【前回記事を読む】仲良しの同級生が水遊びで心臓麻痺を起こして死んだ――突然の訃報に子供達は声を上げて泣いた

序章 谷川一郎の故郷

聖天様と熊谷地方の暮らし

熊谷地方の狂おしいほどの猛暑もようやく終わりを告げて、大利根の河原の一面にススキの穂が顔を出す季節。聖天山では、恒例の秋祭りが開催される。参道には大勢の参拝客が並び、竹で編んだかごや桶、瀬戸物、包丁、鋏、金魚、タコ焼き、焼きそば、植木に至るまで、ありとあらゆる出店が並ぶ。

それを目当てに近郷から大勢の人々もやって来て、それは大層な賑わいである。大勢の客で賑わう出店の前は人垣ができて、参道は混み合い、参拝するのもひと苦労。こうして大盛況の祭りも、つるべ落としの秋の日が真っ赤な夕日となって西の空に沈み出すと、参拝に訪れた人も一人、二人と家路をたどり、さすがの大群衆もいつの間にか消え去って、祭りは終了に向かう。

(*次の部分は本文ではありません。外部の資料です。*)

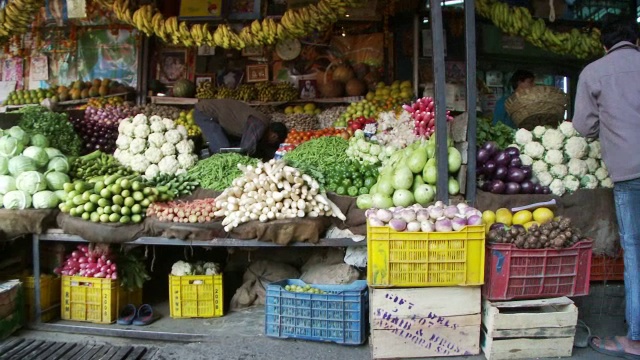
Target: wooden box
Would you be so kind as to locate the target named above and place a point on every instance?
(528, 329)
(425, 322)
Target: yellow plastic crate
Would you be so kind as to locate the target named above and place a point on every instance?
(94, 299)
(198, 296)
(418, 259)
(49, 296)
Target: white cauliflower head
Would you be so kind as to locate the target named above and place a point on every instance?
(576, 148)
(557, 187)
(554, 157)
(523, 137)
(552, 139)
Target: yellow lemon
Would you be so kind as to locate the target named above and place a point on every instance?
(503, 215)
(543, 215)
(522, 217)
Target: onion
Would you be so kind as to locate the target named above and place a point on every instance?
(398, 224)
(443, 225)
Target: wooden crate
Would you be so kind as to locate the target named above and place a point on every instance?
(425, 322)
(528, 329)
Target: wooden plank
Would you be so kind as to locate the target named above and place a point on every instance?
(506, 349)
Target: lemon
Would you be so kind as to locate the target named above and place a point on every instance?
(543, 215)
(503, 215)
(522, 217)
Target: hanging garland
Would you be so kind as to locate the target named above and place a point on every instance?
(293, 24)
(16, 17)
(518, 21)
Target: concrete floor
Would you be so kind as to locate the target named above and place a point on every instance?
(240, 335)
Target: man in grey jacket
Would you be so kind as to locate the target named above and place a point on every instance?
(608, 106)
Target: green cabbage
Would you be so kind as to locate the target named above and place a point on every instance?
(4, 165)
(31, 182)
(7, 183)
(56, 164)
(17, 133)
(17, 199)
(20, 164)
(10, 147)
(45, 200)
(39, 140)
(55, 180)
(37, 154)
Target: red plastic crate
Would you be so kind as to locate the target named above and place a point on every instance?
(607, 268)
(513, 273)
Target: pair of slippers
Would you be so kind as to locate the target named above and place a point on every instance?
(139, 317)
(620, 353)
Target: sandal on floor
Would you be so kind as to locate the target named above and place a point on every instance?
(146, 316)
(617, 353)
(127, 314)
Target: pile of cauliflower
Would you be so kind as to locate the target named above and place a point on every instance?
(153, 146)
(561, 159)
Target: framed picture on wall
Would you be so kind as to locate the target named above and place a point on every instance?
(172, 65)
(257, 73)
(244, 9)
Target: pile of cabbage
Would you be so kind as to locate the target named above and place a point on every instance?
(32, 174)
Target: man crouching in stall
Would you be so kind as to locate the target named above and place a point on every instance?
(229, 123)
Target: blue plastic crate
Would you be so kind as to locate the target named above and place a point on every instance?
(340, 315)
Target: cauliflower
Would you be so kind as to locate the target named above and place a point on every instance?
(592, 165)
(552, 139)
(182, 130)
(169, 124)
(571, 183)
(152, 171)
(181, 268)
(168, 149)
(523, 137)
(589, 182)
(153, 154)
(576, 148)
(538, 131)
(534, 149)
(595, 151)
(578, 167)
(141, 131)
(187, 160)
(173, 136)
(185, 147)
(559, 171)
(554, 157)
(169, 165)
(137, 146)
(156, 139)
(123, 141)
(526, 160)
(157, 126)
(544, 178)
(539, 166)
(557, 187)
(567, 129)
(139, 163)
(607, 183)
(601, 174)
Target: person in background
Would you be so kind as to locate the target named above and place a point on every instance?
(607, 107)
(231, 123)
(520, 80)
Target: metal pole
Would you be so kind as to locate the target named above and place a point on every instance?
(437, 37)
(36, 278)
(470, 41)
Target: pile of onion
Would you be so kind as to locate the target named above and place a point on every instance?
(434, 218)
(502, 172)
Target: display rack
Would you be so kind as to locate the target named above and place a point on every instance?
(89, 329)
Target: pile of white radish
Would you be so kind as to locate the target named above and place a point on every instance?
(272, 191)
(434, 218)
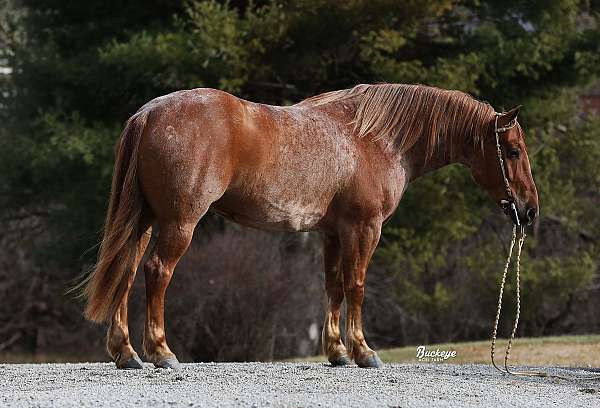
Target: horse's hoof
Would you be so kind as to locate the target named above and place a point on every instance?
(170, 362)
(340, 361)
(134, 363)
(372, 361)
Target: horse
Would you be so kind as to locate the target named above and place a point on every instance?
(337, 163)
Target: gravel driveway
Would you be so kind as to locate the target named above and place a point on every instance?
(286, 385)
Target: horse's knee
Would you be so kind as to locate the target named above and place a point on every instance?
(155, 271)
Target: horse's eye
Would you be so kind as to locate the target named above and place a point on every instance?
(514, 153)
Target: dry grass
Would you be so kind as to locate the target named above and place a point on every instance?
(566, 351)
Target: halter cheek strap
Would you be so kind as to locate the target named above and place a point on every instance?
(511, 198)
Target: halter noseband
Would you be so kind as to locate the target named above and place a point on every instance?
(510, 203)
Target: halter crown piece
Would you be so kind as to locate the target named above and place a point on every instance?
(521, 240)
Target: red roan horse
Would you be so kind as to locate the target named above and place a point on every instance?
(337, 163)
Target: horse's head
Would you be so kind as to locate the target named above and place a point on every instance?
(505, 171)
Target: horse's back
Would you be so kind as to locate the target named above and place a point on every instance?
(261, 165)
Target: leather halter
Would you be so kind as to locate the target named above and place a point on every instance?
(510, 203)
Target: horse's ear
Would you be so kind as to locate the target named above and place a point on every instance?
(508, 116)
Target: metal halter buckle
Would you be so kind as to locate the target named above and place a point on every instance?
(514, 215)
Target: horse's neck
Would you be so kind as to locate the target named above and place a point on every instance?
(417, 165)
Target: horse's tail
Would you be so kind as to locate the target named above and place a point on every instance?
(107, 284)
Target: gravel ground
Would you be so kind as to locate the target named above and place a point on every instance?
(287, 385)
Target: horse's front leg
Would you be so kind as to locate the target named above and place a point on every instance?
(333, 347)
(358, 242)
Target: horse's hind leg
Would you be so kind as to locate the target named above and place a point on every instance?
(173, 240)
(117, 339)
(333, 347)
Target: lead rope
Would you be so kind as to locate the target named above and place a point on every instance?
(506, 368)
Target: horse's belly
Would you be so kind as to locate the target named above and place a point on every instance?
(270, 212)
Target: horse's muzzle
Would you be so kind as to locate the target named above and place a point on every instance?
(510, 209)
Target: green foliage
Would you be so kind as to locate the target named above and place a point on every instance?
(79, 70)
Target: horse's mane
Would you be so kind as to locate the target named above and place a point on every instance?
(402, 114)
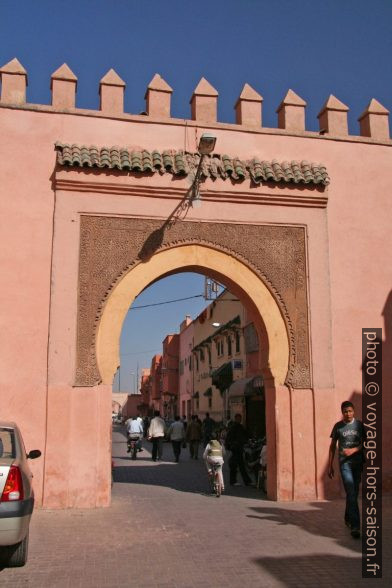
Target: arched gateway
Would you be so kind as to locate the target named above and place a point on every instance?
(89, 227)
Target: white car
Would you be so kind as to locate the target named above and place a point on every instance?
(16, 496)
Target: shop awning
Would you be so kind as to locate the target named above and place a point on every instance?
(238, 387)
(222, 377)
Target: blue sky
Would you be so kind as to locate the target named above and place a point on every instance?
(315, 47)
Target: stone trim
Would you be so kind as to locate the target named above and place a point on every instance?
(180, 163)
(110, 247)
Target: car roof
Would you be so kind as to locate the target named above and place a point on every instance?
(8, 425)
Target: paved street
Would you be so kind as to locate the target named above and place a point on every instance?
(164, 530)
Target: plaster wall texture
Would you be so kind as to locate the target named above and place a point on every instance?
(348, 260)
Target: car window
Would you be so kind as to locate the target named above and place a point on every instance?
(7, 443)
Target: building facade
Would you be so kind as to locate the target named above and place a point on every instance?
(295, 223)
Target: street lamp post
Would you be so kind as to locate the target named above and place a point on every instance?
(206, 146)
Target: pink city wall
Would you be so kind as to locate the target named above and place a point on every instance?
(348, 254)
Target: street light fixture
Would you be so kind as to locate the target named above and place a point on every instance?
(206, 146)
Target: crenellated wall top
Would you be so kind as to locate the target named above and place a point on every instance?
(373, 121)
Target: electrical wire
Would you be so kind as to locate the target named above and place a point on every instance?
(165, 302)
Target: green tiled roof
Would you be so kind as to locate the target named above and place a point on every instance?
(182, 163)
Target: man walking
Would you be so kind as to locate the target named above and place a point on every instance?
(349, 435)
(156, 434)
(176, 434)
(235, 441)
(207, 429)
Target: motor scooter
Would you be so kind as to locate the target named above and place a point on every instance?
(133, 443)
(252, 451)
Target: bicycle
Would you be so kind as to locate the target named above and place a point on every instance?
(215, 479)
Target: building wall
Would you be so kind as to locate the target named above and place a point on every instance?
(225, 308)
(169, 376)
(349, 278)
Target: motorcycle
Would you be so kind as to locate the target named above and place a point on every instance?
(133, 445)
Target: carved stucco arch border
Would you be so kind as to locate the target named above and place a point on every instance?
(111, 247)
(175, 256)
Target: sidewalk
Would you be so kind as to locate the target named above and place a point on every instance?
(164, 530)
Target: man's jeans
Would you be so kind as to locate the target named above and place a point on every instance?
(236, 461)
(351, 477)
(157, 448)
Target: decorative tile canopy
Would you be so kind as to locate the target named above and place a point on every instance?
(180, 163)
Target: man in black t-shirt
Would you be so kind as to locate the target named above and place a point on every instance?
(349, 434)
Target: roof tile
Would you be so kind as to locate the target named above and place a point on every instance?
(181, 163)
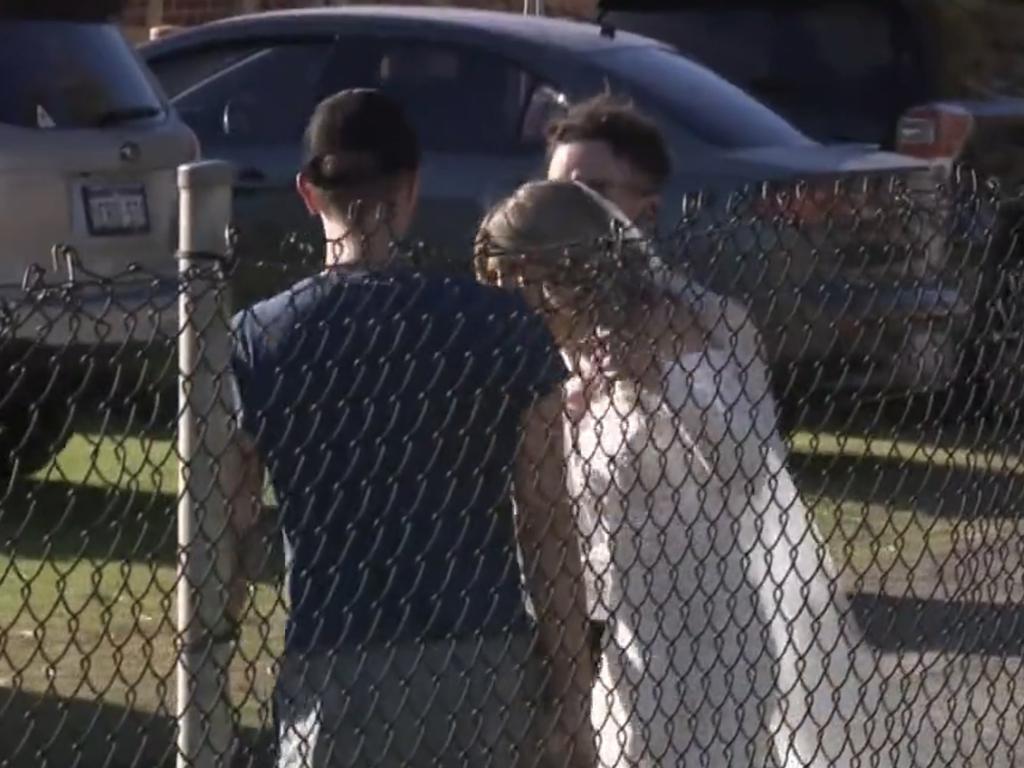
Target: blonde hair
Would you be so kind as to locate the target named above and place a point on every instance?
(578, 238)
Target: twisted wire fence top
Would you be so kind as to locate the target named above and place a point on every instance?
(787, 450)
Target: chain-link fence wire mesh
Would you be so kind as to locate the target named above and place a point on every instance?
(797, 508)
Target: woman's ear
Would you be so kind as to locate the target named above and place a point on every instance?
(308, 194)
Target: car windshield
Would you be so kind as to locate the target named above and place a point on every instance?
(71, 75)
(716, 112)
(841, 71)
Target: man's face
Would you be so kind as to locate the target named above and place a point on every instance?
(594, 164)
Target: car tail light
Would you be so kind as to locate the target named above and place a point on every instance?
(934, 132)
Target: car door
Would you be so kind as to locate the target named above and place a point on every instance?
(476, 117)
(252, 114)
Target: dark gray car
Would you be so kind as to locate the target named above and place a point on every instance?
(480, 87)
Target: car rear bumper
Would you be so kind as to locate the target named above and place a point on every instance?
(871, 341)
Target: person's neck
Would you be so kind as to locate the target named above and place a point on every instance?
(348, 248)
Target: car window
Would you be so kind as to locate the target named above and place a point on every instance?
(840, 71)
(263, 99)
(71, 75)
(461, 99)
(179, 71)
(712, 110)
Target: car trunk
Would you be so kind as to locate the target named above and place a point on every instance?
(839, 70)
(843, 255)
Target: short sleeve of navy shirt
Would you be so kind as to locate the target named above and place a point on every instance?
(386, 408)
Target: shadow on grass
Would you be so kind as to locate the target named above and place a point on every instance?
(39, 731)
(56, 519)
(929, 488)
(897, 624)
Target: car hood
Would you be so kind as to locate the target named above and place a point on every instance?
(829, 160)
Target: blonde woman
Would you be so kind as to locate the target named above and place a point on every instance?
(727, 642)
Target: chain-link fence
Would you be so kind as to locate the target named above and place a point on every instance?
(748, 493)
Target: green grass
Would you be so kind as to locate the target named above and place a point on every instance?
(87, 574)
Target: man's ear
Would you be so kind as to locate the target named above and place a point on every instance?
(308, 195)
(651, 207)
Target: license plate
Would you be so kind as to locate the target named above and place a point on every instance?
(116, 210)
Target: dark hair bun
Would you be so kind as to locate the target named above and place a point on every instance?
(336, 170)
(356, 136)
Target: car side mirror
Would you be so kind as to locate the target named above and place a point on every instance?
(237, 119)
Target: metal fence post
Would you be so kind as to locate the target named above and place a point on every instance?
(205, 551)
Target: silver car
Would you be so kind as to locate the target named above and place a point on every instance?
(480, 86)
(88, 154)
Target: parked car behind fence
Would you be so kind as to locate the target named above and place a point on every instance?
(480, 86)
(88, 153)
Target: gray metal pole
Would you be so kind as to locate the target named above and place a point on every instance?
(205, 549)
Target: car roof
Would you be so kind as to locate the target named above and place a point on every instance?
(477, 25)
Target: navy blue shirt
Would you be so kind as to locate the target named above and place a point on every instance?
(386, 408)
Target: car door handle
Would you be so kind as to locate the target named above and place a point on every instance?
(252, 175)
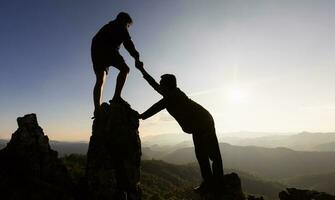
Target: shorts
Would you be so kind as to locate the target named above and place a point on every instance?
(102, 59)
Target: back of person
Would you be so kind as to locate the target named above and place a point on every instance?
(190, 115)
(110, 36)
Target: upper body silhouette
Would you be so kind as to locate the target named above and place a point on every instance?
(193, 119)
(190, 115)
(105, 53)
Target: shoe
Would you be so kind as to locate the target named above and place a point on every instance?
(120, 101)
(202, 188)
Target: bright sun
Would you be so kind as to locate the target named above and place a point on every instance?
(236, 95)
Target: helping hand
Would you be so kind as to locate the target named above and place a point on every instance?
(139, 64)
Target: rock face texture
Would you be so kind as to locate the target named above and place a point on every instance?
(29, 168)
(114, 154)
(297, 194)
(231, 190)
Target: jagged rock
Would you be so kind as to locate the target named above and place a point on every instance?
(251, 197)
(114, 154)
(231, 189)
(297, 194)
(29, 168)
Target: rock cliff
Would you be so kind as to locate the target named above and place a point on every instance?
(114, 154)
(29, 168)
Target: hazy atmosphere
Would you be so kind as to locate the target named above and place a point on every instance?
(259, 66)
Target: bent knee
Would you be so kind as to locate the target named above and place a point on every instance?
(123, 68)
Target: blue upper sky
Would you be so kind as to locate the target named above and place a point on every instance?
(255, 65)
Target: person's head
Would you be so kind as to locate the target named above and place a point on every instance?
(125, 19)
(168, 82)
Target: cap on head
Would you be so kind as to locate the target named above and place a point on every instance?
(124, 17)
(169, 81)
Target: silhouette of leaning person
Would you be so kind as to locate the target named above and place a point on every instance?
(105, 53)
(192, 118)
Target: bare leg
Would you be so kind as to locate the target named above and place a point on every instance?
(98, 87)
(121, 79)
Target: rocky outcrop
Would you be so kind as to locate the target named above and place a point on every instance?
(231, 189)
(114, 154)
(29, 168)
(297, 194)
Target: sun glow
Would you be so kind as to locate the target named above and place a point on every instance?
(236, 95)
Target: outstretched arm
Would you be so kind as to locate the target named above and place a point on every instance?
(160, 105)
(148, 78)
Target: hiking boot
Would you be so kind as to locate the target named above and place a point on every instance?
(120, 101)
(202, 188)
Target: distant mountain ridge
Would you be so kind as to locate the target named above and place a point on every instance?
(269, 163)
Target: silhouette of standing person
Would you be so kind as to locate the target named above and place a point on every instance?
(193, 119)
(105, 53)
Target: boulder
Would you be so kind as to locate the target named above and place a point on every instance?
(29, 168)
(114, 154)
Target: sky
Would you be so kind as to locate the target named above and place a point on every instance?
(260, 66)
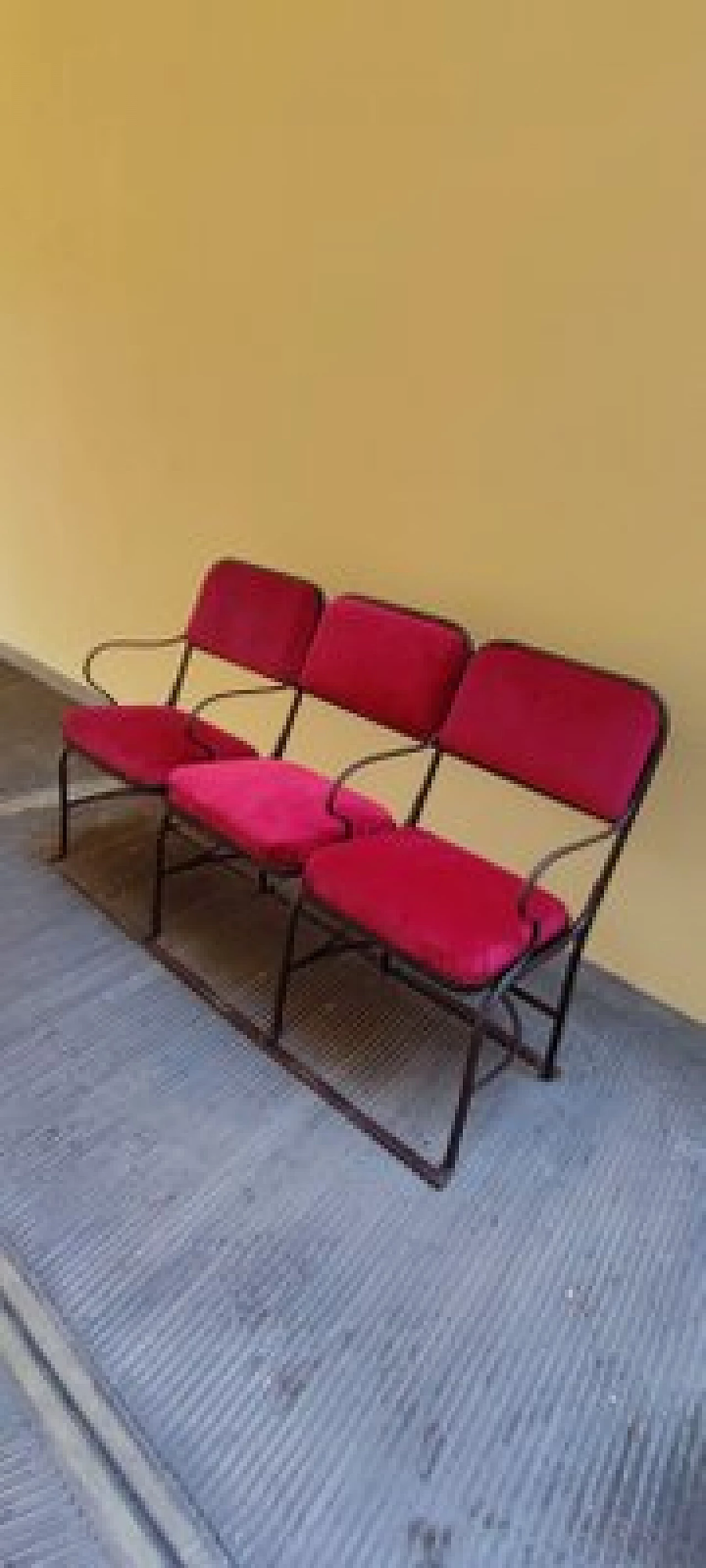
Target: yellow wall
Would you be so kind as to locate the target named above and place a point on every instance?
(407, 296)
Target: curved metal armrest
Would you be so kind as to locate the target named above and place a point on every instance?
(126, 643)
(534, 877)
(223, 697)
(365, 762)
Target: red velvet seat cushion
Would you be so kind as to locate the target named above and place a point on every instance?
(272, 809)
(387, 664)
(143, 744)
(565, 729)
(432, 902)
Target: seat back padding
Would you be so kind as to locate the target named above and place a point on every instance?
(564, 729)
(387, 664)
(256, 618)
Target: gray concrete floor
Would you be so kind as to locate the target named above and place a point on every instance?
(327, 1362)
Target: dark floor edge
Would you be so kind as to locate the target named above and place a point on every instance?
(47, 675)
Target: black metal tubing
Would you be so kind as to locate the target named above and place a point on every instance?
(413, 615)
(469, 1006)
(388, 755)
(181, 638)
(137, 643)
(474, 1004)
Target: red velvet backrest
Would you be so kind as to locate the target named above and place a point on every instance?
(387, 664)
(569, 731)
(258, 618)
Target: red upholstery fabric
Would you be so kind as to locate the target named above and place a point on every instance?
(272, 809)
(387, 664)
(438, 905)
(256, 618)
(570, 731)
(143, 744)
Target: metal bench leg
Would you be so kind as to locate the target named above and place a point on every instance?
(65, 800)
(549, 1062)
(468, 1086)
(285, 973)
(159, 879)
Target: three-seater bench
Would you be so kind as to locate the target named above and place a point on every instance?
(456, 926)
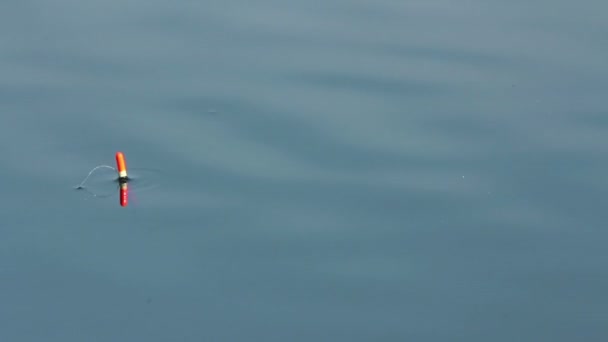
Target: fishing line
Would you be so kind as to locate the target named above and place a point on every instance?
(81, 186)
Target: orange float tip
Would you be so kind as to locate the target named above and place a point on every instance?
(121, 165)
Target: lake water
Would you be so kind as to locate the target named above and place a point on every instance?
(310, 171)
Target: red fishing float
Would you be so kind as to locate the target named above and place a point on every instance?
(124, 194)
(121, 165)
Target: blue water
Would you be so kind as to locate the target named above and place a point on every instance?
(318, 171)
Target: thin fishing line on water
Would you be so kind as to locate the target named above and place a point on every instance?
(81, 185)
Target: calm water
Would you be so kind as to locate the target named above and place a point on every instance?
(329, 171)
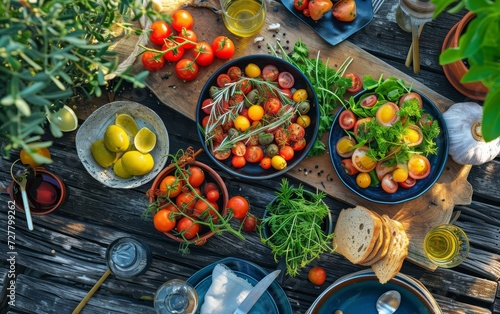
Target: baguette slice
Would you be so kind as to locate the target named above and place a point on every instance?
(389, 266)
(356, 233)
(382, 251)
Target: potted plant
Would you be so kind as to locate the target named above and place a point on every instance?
(479, 45)
(52, 50)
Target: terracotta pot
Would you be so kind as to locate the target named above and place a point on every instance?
(46, 192)
(210, 176)
(455, 71)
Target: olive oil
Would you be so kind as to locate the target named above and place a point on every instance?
(244, 18)
(446, 245)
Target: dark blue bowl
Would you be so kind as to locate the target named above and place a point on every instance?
(254, 171)
(376, 194)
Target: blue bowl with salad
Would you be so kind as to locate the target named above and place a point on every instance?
(257, 117)
(389, 144)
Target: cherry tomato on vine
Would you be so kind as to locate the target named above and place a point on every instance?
(188, 227)
(223, 47)
(356, 83)
(317, 275)
(152, 61)
(174, 52)
(239, 205)
(160, 30)
(203, 54)
(186, 69)
(163, 220)
(182, 19)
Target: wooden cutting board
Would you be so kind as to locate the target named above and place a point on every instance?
(418, 216)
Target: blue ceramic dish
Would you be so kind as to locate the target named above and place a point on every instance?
(331, 29)
(359, 292)
(273, 301)
(376, 194)
(255, 171)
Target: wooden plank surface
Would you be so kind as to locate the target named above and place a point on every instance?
(418, 216)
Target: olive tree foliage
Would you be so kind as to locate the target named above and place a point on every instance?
(51, 50)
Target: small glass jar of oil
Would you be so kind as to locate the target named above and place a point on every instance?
(446, 245)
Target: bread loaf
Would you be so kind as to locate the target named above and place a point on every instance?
(356, 233)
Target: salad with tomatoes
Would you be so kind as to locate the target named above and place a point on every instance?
(387, 136)
(257, 116)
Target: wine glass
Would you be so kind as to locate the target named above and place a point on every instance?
(176, 297)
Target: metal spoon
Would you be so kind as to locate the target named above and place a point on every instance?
(388, 302)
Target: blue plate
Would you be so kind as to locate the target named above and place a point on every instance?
(331, 29)
(376, 194)
(359, 293)
(273, 301)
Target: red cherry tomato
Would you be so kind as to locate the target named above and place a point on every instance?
(188, 227)
(203, 54)
(239, 206)
(223, 47)
(270, 73)
(160, 31)
(186, 69)
(317, 275)
(285, 80)
(182, 19)
(152, 61)
(356, 83)
(174, 52)
(347, 119)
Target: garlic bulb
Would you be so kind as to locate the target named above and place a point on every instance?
(467, 145)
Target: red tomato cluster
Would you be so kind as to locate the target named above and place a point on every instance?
(342, 10)
(178, 39)
(197, 198)
(272, 147)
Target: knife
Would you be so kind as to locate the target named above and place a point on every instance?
(256, 293)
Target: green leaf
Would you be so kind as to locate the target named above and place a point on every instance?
(490, 125)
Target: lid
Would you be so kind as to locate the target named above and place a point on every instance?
(127, 257)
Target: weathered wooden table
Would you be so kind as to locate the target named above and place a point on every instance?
(58, 262)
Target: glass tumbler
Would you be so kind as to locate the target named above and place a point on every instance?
(446, 245)
(243, 18)
(176, 297)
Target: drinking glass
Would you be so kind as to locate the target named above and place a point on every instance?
(243, 18)
(446, 245)
(176, 297)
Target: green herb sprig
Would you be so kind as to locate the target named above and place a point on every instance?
(328, 83)
(295, 228)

聖天様の秋の祭りが終わると、近在の農村では申し合わせたように稲の取り入れが始まる。田圃の中では、豊かに実った黄金色の稲穂を次々に刈り取ってゆく人、その稲束を運ぶ人など、農民達が目まぐるしく働く。

そんな田圃の畔道を、近くの年寄りや女子供達が手ぬぐいを縫い合わせて作った袋を下げて、イナゴ取りに熱中している。袋の中に取ったイナゴを入れて家に持ち帰り、羽をむしり、熱湯をかけてから甘辛く煮つける。カルシウムの補給には欠かせない栄養源だ。

その頃になると、学校に持ってゆく弁当にもイナゴの煮つけが入っている事もあり、子供達にとってはなじみの深い食べ物であった。